Al término del día como personas, hacemos cuentas para ver
como nos ha ido y saber con lo que contamos para el día siguiente. Y al término
de una existencia o vida humana, como Ser hacemos cuentas para ver cómo nos ha
ido y con lo que podemos contar para la existencia siguiente.
El tiempo que como personas utilizamos paras dormir y
reponer los valores vitales de nuestro cuerpo y psiquis, es equivalente al
tiempo que transcurre entre existencia y existencia y se utiliza para
descansar, analizar, recibir instrucciones de aclaración en puntos que hemos
fallado, en programar las condiciones de la próxima vida humana, etc.
Repetimos.
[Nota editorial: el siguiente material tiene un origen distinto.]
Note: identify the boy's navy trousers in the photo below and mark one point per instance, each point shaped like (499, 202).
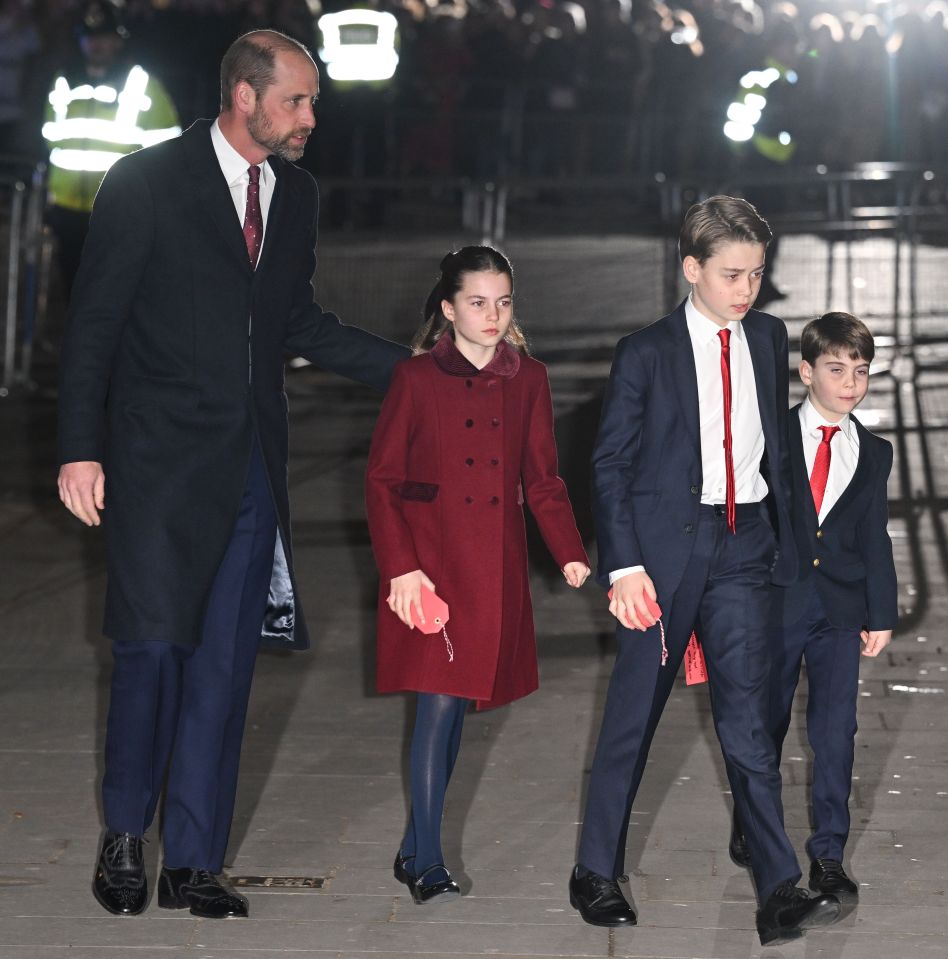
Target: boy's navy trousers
(832, 668)
(189, 707)
(725, 594)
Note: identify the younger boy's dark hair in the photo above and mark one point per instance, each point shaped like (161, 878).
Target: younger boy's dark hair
(718, 220)
(835, 334)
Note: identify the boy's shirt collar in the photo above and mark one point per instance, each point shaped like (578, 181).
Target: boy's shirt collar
(703, 330)
(812, 420)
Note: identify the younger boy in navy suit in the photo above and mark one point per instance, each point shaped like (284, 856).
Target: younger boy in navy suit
(844, 600)
(691, 500)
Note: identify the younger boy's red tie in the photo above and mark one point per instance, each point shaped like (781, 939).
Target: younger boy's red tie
(253, 218)
(730, 497)
(820, 473)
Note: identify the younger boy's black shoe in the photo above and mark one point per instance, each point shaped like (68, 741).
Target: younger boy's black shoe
(119, 884)
(790, 910)
(828, 876)
(599, 900)
(201, 892)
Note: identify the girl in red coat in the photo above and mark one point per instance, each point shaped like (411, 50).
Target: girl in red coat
(464, 438)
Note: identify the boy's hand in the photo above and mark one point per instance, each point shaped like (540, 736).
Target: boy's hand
(628, 601)
(875, 640)
(404, 591)
(576, 574)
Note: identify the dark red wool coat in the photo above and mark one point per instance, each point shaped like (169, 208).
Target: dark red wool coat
(455, 453)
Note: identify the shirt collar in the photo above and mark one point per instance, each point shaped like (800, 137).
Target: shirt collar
(233, 165)
(703, 330)
(812, 421)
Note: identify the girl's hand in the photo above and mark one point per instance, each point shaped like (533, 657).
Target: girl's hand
(576, 574)
(404, 591)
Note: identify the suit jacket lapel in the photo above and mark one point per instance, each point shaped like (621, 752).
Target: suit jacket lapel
(685, 376)
(213, 192)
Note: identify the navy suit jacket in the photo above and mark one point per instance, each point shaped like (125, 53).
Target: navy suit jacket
(855, 575)
(647, 472)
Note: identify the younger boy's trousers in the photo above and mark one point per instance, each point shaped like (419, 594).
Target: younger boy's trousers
(725, 594)
(832, 668)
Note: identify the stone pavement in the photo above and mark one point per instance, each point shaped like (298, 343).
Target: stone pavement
(322, 796)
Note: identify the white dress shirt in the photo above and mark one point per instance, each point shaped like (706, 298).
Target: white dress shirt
(747, 443)
(844, 453)
(235, 169)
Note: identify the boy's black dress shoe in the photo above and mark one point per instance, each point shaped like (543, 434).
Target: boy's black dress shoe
(400, 869)
(433, 885)
(828, 876)
(202, 892)
(790, 910)
(599, 900)
(737, 846)
(119, 883)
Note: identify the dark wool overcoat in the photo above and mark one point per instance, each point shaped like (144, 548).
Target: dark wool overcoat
(455, 453)
(172, 365)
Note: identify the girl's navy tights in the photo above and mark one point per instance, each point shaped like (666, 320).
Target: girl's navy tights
(434, 748)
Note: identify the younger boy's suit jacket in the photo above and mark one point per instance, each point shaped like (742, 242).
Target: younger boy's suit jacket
(647, 473)
(849, 555)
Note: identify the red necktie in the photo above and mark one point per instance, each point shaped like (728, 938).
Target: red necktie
(730, 498)
(253, 219)
(820, 473)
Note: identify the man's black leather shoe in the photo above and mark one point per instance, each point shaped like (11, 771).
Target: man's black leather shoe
(400, 869)
(201, 892)
(737, 846)
(433, 885)
(790, 910)
(599, 900)
(119, 883)
(828, 876)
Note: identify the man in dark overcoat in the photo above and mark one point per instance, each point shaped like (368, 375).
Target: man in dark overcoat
(195, 282)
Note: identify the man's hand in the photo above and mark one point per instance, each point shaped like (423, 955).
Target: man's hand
(628, 600)
(404, 591)
(82, 490)
(874, 641)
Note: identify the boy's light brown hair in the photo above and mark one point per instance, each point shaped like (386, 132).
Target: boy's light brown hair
(711, 224)
(836, 334)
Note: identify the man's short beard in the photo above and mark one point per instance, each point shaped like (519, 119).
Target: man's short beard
(261, 129)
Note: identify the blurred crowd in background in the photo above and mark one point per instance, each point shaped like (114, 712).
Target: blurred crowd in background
(551, 87)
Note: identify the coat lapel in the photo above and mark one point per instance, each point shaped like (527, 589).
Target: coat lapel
(213, 192)
(681, 356)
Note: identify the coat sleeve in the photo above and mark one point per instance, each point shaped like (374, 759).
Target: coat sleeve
(392, 541)
(544, 490)
(617, 443)
(876, 547)
(319, 336)
(114, 257)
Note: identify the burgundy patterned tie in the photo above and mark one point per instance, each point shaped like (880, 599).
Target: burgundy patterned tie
(730, 493)
(253, 219)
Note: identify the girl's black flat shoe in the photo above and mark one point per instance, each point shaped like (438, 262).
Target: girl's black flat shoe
(399, 870)
(440, 890)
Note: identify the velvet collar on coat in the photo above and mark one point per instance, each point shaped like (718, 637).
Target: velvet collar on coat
(505, 362)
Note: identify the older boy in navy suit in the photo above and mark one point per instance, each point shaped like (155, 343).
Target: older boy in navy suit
(690, 485)
(845, 597)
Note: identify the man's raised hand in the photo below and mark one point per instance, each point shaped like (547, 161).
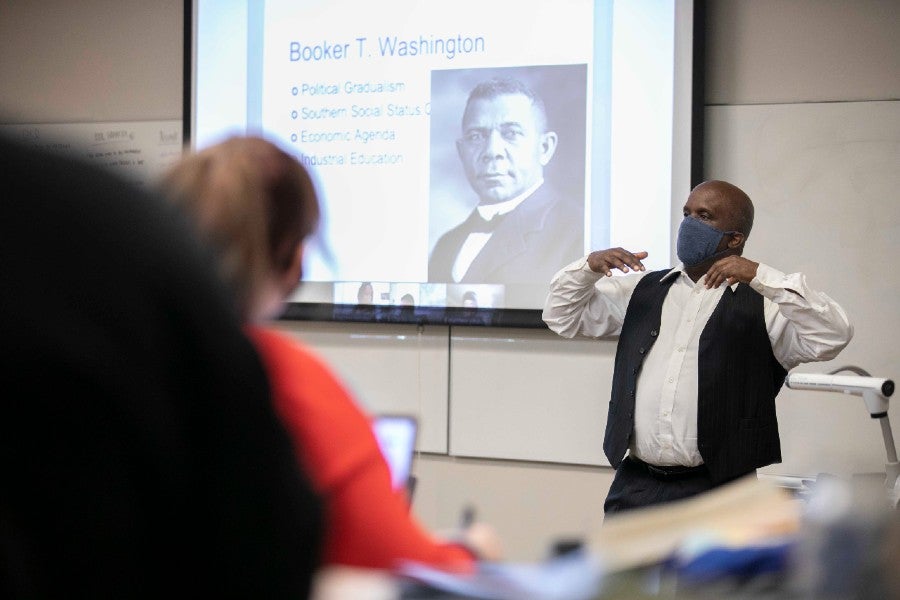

Al igual que como personas cada día el punto de
partida y apoyo es el cúmulo de todo lo conquistado, como Seres espirituales es
exactamente igual, en cada existencia contamos con unas condiciones que se
corresponden con el patrimonio que hemos ido conquistando en cada vida humana
vivida, por eso cuando nacemos todos tenemos condiciones y posibilidades
diferentes.
La Ley
Divina otorga la libertad para actuar, pero nos asigna a
cada cual las consecuencias de nuestras actuaciones, y esas consecuencias en
forma de patrimonio, según su condición y naturaleza, determinará el lugar y
todo tipo de características de nuestra próxima venida a este mundo físico, por
eso cuando unas personas nacen sanas y otras enfermas, no hay discriminación
alguna, lo que hay es el cumplimiento de la ley de causa y efecto.
Si unos nacen en lugares de escasos recursos y mueren de
hambre, y otros nacen en lugares de abundancia, tampoco hay injusticia, se
sigue cumpliendo la Ley.
En todas las sociedades a lo largo de los tiempos, se han
observado a dirigentes políticos, reyes y demás familia, que utilizaban los
recursos para satisfacer sus ambiciones egoístas, y en consecuencia parte del
pueblo o nación se veía privada de lo necesario para la subsistencia padeciendo
hambre y miseria, todas esas personas responsables de tales realidades, tendrán
que vivir en carne propia(salvo excepciones) lo que han hecho vivir a otros
para que aprendan la lección, y en lo sucesivo no incurran en el mismo error,
por lo tanto, y en consecuencia, en próximas existencias padecerán hambre y
miseria para que valoren por sí mismos lo que obligaron a padecer a otros por
sus ambiciones y actuaciones egoístas.
Si cuando estaban administrando los recursos hubieran
hecho un reparto justo en bien de todos, les tocaría en próximas existencias un
lugar de abundancia, o por lo menos con lo necesario.
Y según mis criterios esta es la mecánica en la que se
fundamentan las diferencias humanas, por eso unos nacen sanos, otros enfermos,
unos nacen en familias ricas, otros en pobres, unos con todas las posibilidades
de estudiar y progresar, otros en la esclavitud, unos en cuerpos vellos y otros
en cuerpos defectuosos y deformes, etc. “En la cama que hagáis, en ella
descansareis”, eso lo dijo alguien y sabia bien lo que decía.
Cuando pensamos que solo vivimos una vez, se nos abre un
abanico de posibilidades é incógnitas.
Cuando nace un niño y muere al poco tiempo, y otros viven
un siglo, por lógica pensamos que no existe Dios ni Justicia Divina, y en caso
de que exista es un egoísta, un tirano, un discriminador y todo lo peor, eso no
es un Dios, eso es mas bien un Diablo.
Un Dios daría a sus hijos las mismas condiciones y
posibilidades, y no permitiría que unos sean poderosos y otros esclavos, unos
sanos y fuertes y otros enfermos y débiles, unos inteligentes y otros torpes o
subnormales,
“unos alegres y felices, y otros triste y desgraciados.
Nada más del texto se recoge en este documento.